Importantly, all of their advice on how to vote at an AGM is just that – advice. Investors who pay to receive their research are under no obligation to follow it and often don't. But proxy firms are influential enough to play a crucial role in Australia's share market. Ownership Matters, the well-regarded proxy firm headed by Dean Paatsch, explains their role.
"Investors should not give their trust recklessly," the firm said in its submission to the government arguing against the changes. "Capital markets serve us better when trust is earned, not assumed, and where it is tested regularly.
"We look to highlight the risks associated with companies making or presenting aggressive accounting judgements; where ropey earnings numbers might trigger windfalls for executives with poorly designed incentive structures and where these arrangements are overseen by complacent or poor performing boards."
Under the plan, proxy advisors will be required to give their research to the companies they're looking at before they give it to their paying customers. They would also have to give companies five days to respond to their findings and share the responses with their customers.
It threatens proxy firms' independence, because pre-publication of their research would allow companies to try to censor the reports, through harassment or threats of litigation.
Equity analysts who place buy, sell or hold recommendations on stocks don't have to submit their work to the companies they're researching before they give it to clients. That would be considered outrageous. Requiring proxy advisors to do so is equally so.
Additionally, proxy firms have only a few weeks between a company releasing the list of matters to be voted on and its AGM. Compressing that timeframe will hamper proxy firms' ability to do an effective.
If proxy firms do so much to help investors ensure companies are well run, and help make directors and executives accountable for their decisions, why would the government seek to hobble them?
The answer is a concerted campaign by the directors and executives, through their lobby groups, the Australian Institute of Company Directors and the Business Council of Australia.
They clearly don't relish close scrutiny of their performance, and particularly their pay; proxy firms' focus on executive remuneration has ensured the cosy director and executive cabal hasn't been able to push its pay up as excessively as their overseas counterparts. The Government is also unlikely to be impressed by proxy firms putting pressure on companies to outline their climate risks and disclosures. Scott Morrison and his cronies accept the reality of global warming grudgingly.
The government also doesn't like that proxy advisor The Australian Council of Superannuation Investors is owned by industry superannuation funds. These funds represent industry groups such as higher education, building and healthcare and are run by the unions. The government plans to block proxy advisors from having links to superannuation funds, a move motivated by ideology.
Directors would have you believe proxy firms are running the show. In reality, directors get their way most of the time.
In its submission opposing the changes, Ownership Matters says in its nine and a half-year history some 17,392 resolutions from ASX-200 companies were put to investors at company meetings. Just 352 of those failed to pass. In all that time, only six directors have failed to regain a board seat when it went to a vote.
Rather than influencing the outcomes of company meetings and elections, the proxy funds work by better informing investors and effecting change by liaising directly with companies, outlining where their governance and disclosures could be improved. For instance, many companies are informing the market about their vulnerabilities to climate change risk and their emissions positions thanks to pressure from proxy advisors.

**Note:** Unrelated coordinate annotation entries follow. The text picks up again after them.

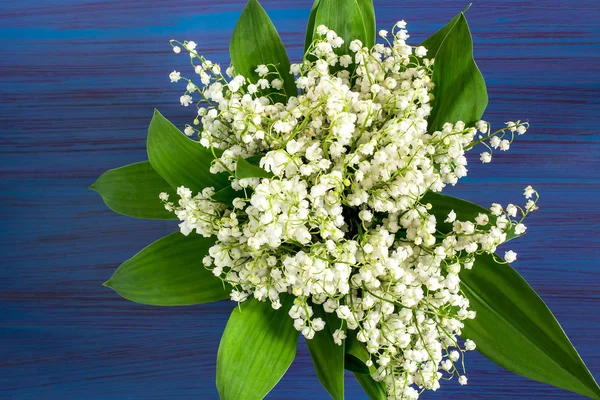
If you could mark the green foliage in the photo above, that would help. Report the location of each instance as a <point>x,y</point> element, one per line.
<point>169,272</point>
<point>257,348</point>
<point>179,160</point>
<point>328,357</point>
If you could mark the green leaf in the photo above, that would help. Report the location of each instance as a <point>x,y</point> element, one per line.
<point>375,390</point>
<point>465,211</point>
<point>357,355</point>
<point>515,329</point>
<point>169,272</point>
<point>328,357</point>
<point>227,195</point>
<point>460,92</point>
<point>246,169</point>
<point>353,364</point>
<point>345,17</point>
<point>356,349</point>
<point>179,160</point>
<point>310,26</point>
<point>255,41</point>
<point>368,14</point>
<point>257,348</point>
<point>133,190</point>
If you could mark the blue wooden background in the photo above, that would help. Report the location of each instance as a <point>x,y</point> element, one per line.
<point>79,80</point>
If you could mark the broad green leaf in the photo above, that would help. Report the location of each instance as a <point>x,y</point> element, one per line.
<point>515,329</point>
<point>375,390</point>
<point>246,169</point>
<point>460,92</point>
<point>169,272</point>
<point>310,26</point>
<point>255,41</point>
<point>133,190</point>
<point>368,14</point>
<point>345,17</point>
<point>257,348</point>
<point>465,211</point>
<point>328,357</point>
<point>353,364</point>
<point>358,354</point>
<point>179,160</point>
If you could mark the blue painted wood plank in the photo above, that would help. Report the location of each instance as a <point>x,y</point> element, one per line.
<point>79,80</point>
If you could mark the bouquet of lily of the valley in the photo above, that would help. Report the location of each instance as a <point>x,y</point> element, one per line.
<point>310,194</point>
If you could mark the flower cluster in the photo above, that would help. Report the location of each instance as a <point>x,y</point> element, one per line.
<point>341,223</point>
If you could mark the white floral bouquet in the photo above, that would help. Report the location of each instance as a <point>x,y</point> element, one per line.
<point>313,199</point>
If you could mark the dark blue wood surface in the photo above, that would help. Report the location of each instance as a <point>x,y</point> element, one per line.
<point>79,80</point>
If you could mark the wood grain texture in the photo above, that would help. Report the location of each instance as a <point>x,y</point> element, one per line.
<point>79,80</point>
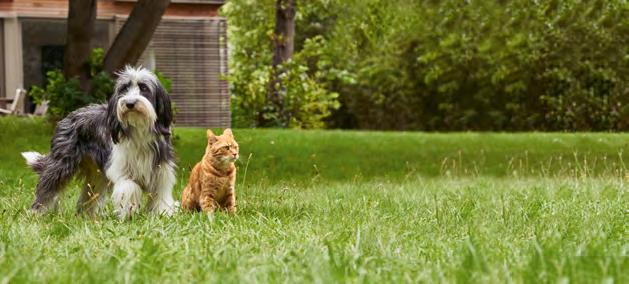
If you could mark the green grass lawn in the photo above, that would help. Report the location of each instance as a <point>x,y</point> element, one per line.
<point>335,206</point>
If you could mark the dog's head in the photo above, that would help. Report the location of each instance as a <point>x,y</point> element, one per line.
<point>139,101</point>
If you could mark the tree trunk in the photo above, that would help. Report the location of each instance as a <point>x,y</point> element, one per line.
<point>283,40</point>
<point>81,20</point>
<point>135,35</point>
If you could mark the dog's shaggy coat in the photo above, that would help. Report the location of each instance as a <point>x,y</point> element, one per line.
<point>124,144</point>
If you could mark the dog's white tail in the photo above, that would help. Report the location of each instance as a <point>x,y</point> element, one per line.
<point>32,157</point>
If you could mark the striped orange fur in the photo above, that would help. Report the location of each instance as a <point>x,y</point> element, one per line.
<point>212,180</point>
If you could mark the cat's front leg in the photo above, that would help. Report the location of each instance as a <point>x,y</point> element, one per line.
<point>230,201</point>
<point>161,197</point>
<point>208,203</point>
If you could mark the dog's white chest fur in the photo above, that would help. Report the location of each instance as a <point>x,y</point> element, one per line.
<point>133,161</point>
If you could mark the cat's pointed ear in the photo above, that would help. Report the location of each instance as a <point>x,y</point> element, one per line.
<point>211,138</point>
<point>228,132</point>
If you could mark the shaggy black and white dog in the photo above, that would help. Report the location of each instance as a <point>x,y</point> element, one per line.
<point>124,144</point>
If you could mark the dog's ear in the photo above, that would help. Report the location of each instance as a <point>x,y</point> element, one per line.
<point>115,128</point>
<point>164,110</point>
<point>211,138</point>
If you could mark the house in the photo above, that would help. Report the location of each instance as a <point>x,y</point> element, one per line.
<point>189,46</point>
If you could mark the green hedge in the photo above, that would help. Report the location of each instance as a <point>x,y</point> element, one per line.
<point>455,65</point>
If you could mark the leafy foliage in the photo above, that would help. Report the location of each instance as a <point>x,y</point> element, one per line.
<point>454,65</point>
<point>65,95</point>
<point>307,101</point>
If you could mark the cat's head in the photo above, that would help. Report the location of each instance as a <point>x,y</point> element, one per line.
<point>222,148</point>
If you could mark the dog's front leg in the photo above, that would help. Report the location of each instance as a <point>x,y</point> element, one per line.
<point>161,197</point>
<point>127,197</point>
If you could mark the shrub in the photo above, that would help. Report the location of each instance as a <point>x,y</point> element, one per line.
<point>454,65</point>
<point>65,95</point>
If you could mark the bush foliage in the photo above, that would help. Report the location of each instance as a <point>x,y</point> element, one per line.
<point>442,65</point>
<point>65,95</point>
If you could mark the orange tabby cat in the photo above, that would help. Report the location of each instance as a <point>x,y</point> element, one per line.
<point>212,180</point>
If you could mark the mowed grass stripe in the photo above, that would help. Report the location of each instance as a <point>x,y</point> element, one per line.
<point>379,219</point>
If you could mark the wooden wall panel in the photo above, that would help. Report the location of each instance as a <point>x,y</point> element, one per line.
<point>107,9</point>
<point>193,53</point>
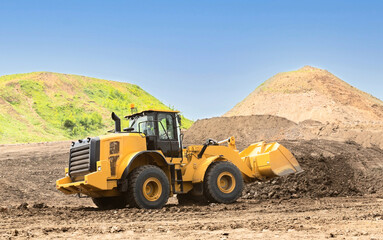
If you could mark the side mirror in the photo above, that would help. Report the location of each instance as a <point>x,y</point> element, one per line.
<point>179,119</point>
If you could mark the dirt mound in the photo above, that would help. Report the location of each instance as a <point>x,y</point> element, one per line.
<point>332,169</point>
<point>311,94</point>
<point>248,128</point>
<point>255,128</point>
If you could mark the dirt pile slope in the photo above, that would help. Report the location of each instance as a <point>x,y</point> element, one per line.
<point>255,128</point>
<point>311,94</point>
<point>332,168</point>
<point>248,128</point>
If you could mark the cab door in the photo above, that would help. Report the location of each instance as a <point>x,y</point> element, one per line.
<point>167,140</point>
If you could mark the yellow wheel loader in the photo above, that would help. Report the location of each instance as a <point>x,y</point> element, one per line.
<point>141,166</point>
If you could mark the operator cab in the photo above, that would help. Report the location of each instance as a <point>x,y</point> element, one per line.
<point>161,128</point>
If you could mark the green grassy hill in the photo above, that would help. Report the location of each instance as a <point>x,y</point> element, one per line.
<point>45,106</point>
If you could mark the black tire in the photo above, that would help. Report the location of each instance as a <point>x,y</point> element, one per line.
<point>188,199</point>
<point>155,180</point>
<point>231,183</point>
<point>105,203</point>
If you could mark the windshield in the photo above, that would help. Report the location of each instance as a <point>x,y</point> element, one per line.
<point>143,124</point>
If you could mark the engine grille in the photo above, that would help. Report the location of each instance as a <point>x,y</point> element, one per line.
<point>83,157</point>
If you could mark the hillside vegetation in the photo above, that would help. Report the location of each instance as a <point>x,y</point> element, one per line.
<point>45,106</point>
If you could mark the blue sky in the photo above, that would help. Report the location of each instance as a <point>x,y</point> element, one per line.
<point>202,57</point>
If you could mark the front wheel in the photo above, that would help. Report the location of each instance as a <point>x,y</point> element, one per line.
<point>148,187</point>
<point>223,183</point>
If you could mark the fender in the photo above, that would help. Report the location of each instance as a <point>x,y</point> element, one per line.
<point>199,173</point>
<point>155,156</point>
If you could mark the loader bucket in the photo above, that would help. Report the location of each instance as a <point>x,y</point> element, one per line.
<point>269,160</point>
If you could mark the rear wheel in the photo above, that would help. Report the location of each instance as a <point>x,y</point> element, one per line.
<point>148,187</point>
<point>223,183</point>
<point>110,202</point>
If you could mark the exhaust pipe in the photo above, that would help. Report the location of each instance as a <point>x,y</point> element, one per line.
<point>117,122</point>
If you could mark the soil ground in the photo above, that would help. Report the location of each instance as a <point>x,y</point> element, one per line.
<point>298,208</point>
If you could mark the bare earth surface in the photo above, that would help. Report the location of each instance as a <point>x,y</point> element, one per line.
<point>338,196</point>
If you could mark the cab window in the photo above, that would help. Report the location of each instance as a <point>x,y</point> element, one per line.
<point>144,124</point>
<point>165,124</point>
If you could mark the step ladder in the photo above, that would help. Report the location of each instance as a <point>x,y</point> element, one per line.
<point>176,178</point>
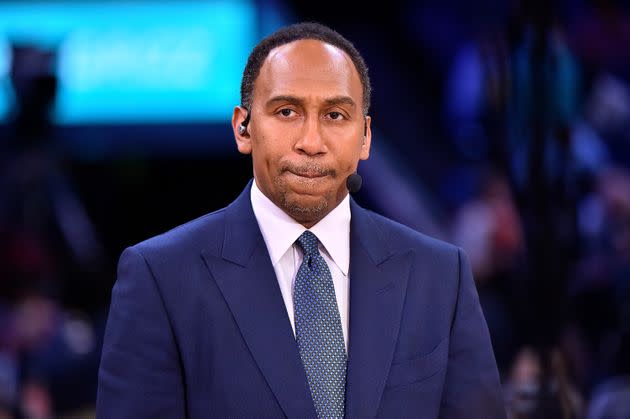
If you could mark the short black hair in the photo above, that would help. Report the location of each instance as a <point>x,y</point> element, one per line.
<point>296,32</point>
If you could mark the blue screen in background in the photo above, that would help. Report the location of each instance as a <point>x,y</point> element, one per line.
<point>136,62</point>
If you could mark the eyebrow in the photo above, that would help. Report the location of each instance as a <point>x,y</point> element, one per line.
<point>331,101</point>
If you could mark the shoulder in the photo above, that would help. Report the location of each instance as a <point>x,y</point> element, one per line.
<point>400,237</point>
<point>203,233</point>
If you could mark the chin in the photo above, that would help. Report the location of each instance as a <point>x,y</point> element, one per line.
<point>305,208</point>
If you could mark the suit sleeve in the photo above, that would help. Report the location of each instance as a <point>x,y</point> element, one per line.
<point>140,374</point>
<point>472,388</point>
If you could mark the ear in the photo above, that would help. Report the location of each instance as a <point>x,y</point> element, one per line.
<point>243,141</point>
<point>367,139</point>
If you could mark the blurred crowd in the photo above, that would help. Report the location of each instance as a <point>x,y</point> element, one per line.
<point>537,110</point>
<point>540,112</point>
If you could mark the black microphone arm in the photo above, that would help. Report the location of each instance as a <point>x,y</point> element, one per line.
<point>354,182</point>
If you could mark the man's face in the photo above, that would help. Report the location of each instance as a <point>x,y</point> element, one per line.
<point>306,133</point>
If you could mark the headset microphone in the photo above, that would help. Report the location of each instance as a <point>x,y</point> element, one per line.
<point>353,183</point>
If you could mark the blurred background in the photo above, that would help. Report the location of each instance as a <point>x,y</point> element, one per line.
<point>503,127</point>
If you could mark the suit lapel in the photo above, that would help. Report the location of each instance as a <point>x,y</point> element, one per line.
<point>378,280</point>
<point>245,276</point>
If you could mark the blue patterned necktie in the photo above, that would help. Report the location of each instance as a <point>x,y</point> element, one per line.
<point>318,330</point>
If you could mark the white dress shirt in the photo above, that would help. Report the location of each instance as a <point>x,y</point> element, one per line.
<point>280,232</point>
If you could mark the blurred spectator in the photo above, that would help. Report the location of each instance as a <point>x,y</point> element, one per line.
<point>538,387</point>
<point>488,228</point>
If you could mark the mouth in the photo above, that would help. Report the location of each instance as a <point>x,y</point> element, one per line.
<point>308,175</point>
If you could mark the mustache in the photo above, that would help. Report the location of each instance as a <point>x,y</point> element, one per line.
<point>308,169</point>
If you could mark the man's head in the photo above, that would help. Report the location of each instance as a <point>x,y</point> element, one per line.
<point>305,95</point>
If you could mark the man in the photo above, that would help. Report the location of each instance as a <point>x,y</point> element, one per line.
<point>294,301</point>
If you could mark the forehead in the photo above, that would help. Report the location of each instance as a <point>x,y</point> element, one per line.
<point>308,68</point>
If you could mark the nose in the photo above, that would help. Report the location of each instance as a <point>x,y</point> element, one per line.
<point>311,142</point>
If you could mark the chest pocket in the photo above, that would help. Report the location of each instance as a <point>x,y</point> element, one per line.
<point>419,368</point>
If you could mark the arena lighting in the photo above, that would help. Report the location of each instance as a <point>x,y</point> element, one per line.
<point>143,61</point>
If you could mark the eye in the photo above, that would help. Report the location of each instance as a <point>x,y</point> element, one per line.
<point>286,112</point>
<point>335,116</point>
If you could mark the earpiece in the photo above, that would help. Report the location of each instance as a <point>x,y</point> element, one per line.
<point>242,129</point>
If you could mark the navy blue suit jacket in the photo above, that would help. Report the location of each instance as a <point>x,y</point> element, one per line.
<point>198,328</point>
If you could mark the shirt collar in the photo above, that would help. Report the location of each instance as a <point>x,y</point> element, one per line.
<point>280,231</point>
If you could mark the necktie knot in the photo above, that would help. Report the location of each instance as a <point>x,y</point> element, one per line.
<point>309,243</point>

If the changes go through, super funds will be less aware of the performance of companies they have invest in. Funds will be less informed when it comes to voting at annual meetings, and therefore do a poorer job for the investors they represent.
Introducing the change, Treasurer Josh Frydenberg said the government was committed to increasing the transparency and accountability of proxy advice.
But this is what proxy advice is all about – increasing transparency and accountability of companies and the people who run them.
If Frydenberg's plan goes ahead, investors will be the losers.